Had I objected to imprisonment on the grounds that the innocent may be indirectly affected, you’d have a point (and I’ll grant that I tend to erroneously assume that everyone considers the difference between direct and indirect effect to be as inherent to morality as I do). My point, though, had to do with the fact that underneath the existing system of law, by which it’s entirely legal for me to drive my wife’s car, I stand to come to direct harm by the state-ordered labelling of that car as the possession of a criminal. Punishment should affect the individual as unambigously as possible, with any indirect effects, such as those saddened or hindered by the imprisonment of the offender, being entirely irrelevant.
Assuming there was any actual confusion, this is why I would object to the measure in the OP, but not to the imprisonment of a serial killer. I hope this helps to clarify my position.

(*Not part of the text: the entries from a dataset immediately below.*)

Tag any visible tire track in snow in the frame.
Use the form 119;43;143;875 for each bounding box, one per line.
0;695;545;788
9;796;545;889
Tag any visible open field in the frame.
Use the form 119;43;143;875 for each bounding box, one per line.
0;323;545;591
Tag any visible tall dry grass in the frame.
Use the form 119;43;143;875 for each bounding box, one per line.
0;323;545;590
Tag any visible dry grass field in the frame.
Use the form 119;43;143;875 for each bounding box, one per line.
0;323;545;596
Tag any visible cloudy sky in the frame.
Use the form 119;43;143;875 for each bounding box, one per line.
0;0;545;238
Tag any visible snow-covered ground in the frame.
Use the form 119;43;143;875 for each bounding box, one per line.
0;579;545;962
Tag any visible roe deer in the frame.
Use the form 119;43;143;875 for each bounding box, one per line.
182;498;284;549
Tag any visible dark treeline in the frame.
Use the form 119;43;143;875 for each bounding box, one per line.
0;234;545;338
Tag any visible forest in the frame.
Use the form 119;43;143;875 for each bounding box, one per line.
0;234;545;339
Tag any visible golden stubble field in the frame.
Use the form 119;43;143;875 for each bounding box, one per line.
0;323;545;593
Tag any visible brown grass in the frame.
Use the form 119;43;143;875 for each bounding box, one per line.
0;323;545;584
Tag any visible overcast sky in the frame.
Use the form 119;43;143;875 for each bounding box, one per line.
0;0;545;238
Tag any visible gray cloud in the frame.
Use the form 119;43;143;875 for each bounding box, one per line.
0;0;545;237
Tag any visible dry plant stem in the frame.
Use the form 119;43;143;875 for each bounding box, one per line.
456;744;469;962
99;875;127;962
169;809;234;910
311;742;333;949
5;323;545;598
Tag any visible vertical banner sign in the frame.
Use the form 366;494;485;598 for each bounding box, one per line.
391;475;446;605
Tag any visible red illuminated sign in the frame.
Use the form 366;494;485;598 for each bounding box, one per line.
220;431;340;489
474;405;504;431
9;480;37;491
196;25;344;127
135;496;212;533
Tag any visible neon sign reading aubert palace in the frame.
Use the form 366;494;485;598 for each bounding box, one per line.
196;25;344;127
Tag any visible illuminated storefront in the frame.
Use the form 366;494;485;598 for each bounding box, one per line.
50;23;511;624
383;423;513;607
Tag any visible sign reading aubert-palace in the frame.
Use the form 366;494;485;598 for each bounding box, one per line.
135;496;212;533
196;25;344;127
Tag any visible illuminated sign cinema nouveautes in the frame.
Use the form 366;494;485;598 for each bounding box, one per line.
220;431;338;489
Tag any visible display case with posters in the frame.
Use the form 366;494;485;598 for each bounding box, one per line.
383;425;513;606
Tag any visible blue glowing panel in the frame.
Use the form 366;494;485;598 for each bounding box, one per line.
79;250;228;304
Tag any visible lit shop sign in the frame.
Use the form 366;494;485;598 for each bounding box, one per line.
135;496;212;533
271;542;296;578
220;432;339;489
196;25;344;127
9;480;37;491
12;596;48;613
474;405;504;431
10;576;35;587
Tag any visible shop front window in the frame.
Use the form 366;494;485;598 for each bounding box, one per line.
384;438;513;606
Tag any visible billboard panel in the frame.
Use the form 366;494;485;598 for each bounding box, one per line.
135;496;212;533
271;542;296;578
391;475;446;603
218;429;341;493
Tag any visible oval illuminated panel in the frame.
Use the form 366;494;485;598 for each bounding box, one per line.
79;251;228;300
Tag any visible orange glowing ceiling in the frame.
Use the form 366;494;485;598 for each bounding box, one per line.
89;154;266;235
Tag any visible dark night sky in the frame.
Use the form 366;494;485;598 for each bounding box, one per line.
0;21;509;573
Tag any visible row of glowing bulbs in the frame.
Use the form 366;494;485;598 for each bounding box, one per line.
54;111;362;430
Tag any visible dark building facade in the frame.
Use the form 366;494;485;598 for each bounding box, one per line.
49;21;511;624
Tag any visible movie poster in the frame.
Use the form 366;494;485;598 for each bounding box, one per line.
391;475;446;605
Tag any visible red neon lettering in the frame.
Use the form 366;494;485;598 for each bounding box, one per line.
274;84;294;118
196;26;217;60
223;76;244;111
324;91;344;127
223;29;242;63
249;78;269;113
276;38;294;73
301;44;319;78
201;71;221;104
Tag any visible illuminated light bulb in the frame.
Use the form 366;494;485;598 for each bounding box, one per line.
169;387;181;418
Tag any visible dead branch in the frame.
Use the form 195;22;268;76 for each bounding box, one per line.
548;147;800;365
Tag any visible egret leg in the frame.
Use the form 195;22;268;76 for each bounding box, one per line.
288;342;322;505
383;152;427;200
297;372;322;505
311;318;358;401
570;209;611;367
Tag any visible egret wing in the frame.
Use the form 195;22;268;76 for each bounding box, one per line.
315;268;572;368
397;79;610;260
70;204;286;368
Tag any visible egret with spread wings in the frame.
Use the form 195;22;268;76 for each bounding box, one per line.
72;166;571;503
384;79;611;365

Roland Orzabal - Thank you for the clarification. It seems as if we differ on what constitutes a direct vs. indirect effect. Myself, I consider a teenager being too embarrassed to drive drunk Daddy’s car to be an indirect effect. I suspect everyone will draw the line in a slightly different place. Of course, that is what makes The Dope an interesting place…
Hrrm. You may have a point, at that. Usually when I’m debating direct/indirect, I’m the one fighting tooth and nail to prove that a given consequence is not a direct effect, and thus the original action should not be restricted by law. I’m thinking now that I might have been rationalizing a knee-jerk negative response to a legislated punishment I instinctively considered unfair. (I’m a social libertarian; we get like that.) I’ll mull it over a bit and decide whether my original argument is hypocritical.
And you’re right, that’s what’s great about these boards. Coherent alternate perspective can be hard to find in meatspace.
I stand corrected. After reading this again I think he did have two but they were far apart. I think one was in his twenties and the other was in his forties. Not quite sure about the time frame but I do now remember him having two.
My second ex had two and they were really far apart, like twenty years, and he never got the DUI plates.
On the Third DUI they should alert the public. How about one of those lit up Domino’s Pizza signs that says “Drunk Driver”. Then we could see them coming at night too. In my state they have to breathe into an ignition tube but they still beat it by having someone else blow for them.
It is one of those unworkable things that seems kind of logical but causes a lot of complications and troubles. If they have paid their fines and done their time, and it is deemed they are good to drive, then they should not have more grief.